Retrato de Julia Sherwood, foto usada com permissão.

Para Julia Sherwood, uma veterana em traduções da literatura eslovaca, juntamente com seu marido Peter, a tradução parcial do início do livro foi uma oportunidade de ser criativa na tradução de nomes, além de outros aspectos:

Cada história de “Ruzká klazika” (o título é uma variação de ‘Clássicos Russos’ com letras trocadas) é uma paródia do estilo de um escritor russo, então a tradução precisa atingir o mesmo efeito. A introdução do livro não foi difícil de traduzir, nem a história “The Rebirth of the Orthodox Faith in Our Town” (O renascimento da fé ortodoxa em nossa cidade), que é um pastiche de um conto folclórico, e eu espero termos conseguido fazer a tradução funcionar. Fazer uma versão em inglês dos nomes de personagens foi complicado, mas divertido; o personagem “tulák Arťom Skočdopoľa-Prašivý” se tornou “the vagrant Artyom Dzhumpilov-Scabbymugin” (o vagabundo Artyom Dzhumpilov-Scabbymugin). As letras trocadas não foram um problema, exceto no título do livro: Nós colocamos como “Rushian Clashics”, mas outras versões são possíveis. Vocês colocaram como “Roosyan Klassiks” em um artigo da Global Voices, e eu também vi a tradução “The Ruzzian Clazzics”. Um dia, se uma editora de língua inglesa for publicar o livro completo, o título pode ficar diferente novamente.

Uma escolha incomum: literaturas menos conhecidas

Traduzir um texto é apenas metade do trabalho para a maioria dos tradutores literários que trabalham com as chamadas “línguas menores”; línguas raramente traduzidas e com literaturas geralmente desconsideradas por editoras, como é o caso ainda da literatura eslovaca. Nesses casos, tradutores atuam como agentes literários e promotores de reinos literários menos conhecidos e menos valorizados, como explica Gogola:

No caso de “literaturas menores”, a regra é que os tradutores tomem a iniciativa sozinhos. Isso também aconteceu no meu caso. Fiquei maravilhada com o livro de Majling, com seu humor rasgado e a liberdade que ele se permitiu.

Porém, Sherwood, que também tem um podcast em inglês sobre literatura eslovaca, acredita que as atitudes estão mudando no mundo editorial global anglófono:

É verdade que, comparado com a literatura tcheca, polonesa ou húngara, escritores eslovacos são muito menos conhecidos, mas, felizmente, isso começou a mudar recentemente. Obras de autores eslovacos contemporâneos como Balla, Jana Bodnárová, Jana Beňová, Ivana Dobrakovová, Pavel Rankov, Monika Kompaníková e Uršuľa Kovalyk, têm sido traduzidos para o inglês.

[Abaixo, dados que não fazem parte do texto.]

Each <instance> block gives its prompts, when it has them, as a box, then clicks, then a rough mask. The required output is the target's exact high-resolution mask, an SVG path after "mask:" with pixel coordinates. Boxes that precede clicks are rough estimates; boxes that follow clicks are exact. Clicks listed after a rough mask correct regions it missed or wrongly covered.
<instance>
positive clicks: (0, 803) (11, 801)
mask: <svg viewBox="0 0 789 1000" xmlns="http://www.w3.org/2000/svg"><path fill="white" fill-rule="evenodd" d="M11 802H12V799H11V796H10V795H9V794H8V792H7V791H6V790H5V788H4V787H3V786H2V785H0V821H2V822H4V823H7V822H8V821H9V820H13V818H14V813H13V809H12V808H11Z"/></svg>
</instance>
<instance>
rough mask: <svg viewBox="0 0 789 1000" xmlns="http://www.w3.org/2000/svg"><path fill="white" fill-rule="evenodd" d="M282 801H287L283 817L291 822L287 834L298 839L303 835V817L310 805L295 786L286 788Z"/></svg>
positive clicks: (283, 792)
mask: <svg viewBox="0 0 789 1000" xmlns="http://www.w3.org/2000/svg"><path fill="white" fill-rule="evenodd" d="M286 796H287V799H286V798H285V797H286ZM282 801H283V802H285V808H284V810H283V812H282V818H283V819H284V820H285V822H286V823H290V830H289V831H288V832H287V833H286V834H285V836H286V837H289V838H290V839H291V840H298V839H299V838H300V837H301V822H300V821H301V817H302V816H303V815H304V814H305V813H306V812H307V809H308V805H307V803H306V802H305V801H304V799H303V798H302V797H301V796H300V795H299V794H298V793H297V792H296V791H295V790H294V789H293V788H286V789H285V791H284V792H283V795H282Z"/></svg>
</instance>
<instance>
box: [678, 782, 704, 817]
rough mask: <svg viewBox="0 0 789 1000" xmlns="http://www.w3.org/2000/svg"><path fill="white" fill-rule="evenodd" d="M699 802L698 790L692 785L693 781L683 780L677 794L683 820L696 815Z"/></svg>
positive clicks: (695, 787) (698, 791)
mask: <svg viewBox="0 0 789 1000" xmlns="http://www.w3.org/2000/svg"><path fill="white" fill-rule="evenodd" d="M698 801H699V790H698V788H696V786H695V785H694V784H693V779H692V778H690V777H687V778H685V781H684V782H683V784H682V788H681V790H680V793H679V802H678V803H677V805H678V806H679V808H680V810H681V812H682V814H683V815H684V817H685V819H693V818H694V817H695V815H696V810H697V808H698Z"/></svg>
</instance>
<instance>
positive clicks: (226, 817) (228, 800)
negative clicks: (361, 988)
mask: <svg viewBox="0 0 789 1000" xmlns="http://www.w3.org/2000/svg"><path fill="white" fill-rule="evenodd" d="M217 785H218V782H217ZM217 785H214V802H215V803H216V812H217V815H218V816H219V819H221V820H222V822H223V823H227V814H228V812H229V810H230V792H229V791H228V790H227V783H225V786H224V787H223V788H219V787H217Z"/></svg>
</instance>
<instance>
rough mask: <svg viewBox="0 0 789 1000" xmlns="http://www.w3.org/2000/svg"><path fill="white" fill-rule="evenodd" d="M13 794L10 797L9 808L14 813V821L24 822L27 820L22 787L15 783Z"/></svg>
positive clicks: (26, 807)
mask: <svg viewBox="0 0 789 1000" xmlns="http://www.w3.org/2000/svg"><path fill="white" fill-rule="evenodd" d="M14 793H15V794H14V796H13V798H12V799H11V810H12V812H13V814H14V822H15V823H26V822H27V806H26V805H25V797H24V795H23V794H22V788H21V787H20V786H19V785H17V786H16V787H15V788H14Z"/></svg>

Autores eslovacos também têm recebido mais reconhecimento internacional, por exemplo, “Piata loď “(Boat Number Five – Barco número cinco), de Monika Kompaníková, traduzido por Janet Livingstone, foi uma das finalistas do concurso literário EBRD Literature Prize em 2022. De fato, “Boat Number Five” foi um dos dois primeiros livros da série de literatura eslovaca lançada pela editora Seagull Books, uma esplêndida pequena editora de Calcutá com distribuição mundial que publica muita literatura traduzida.

No fim, na verdade, a motivação da maioria dos tradutores literários é a paixão por um texto, e a decisão de traduzir e promover, mesmo que a publicação demore muitos anos. Quando perguntada sobre porque escolheu Majling, Gogola admite: “Definitivamente porque Majling é imprevisível. Quando você começa a ler, não consegue adivinhar o que vai acontecer no fim da história, é o que faz você realmente gostar do texto”.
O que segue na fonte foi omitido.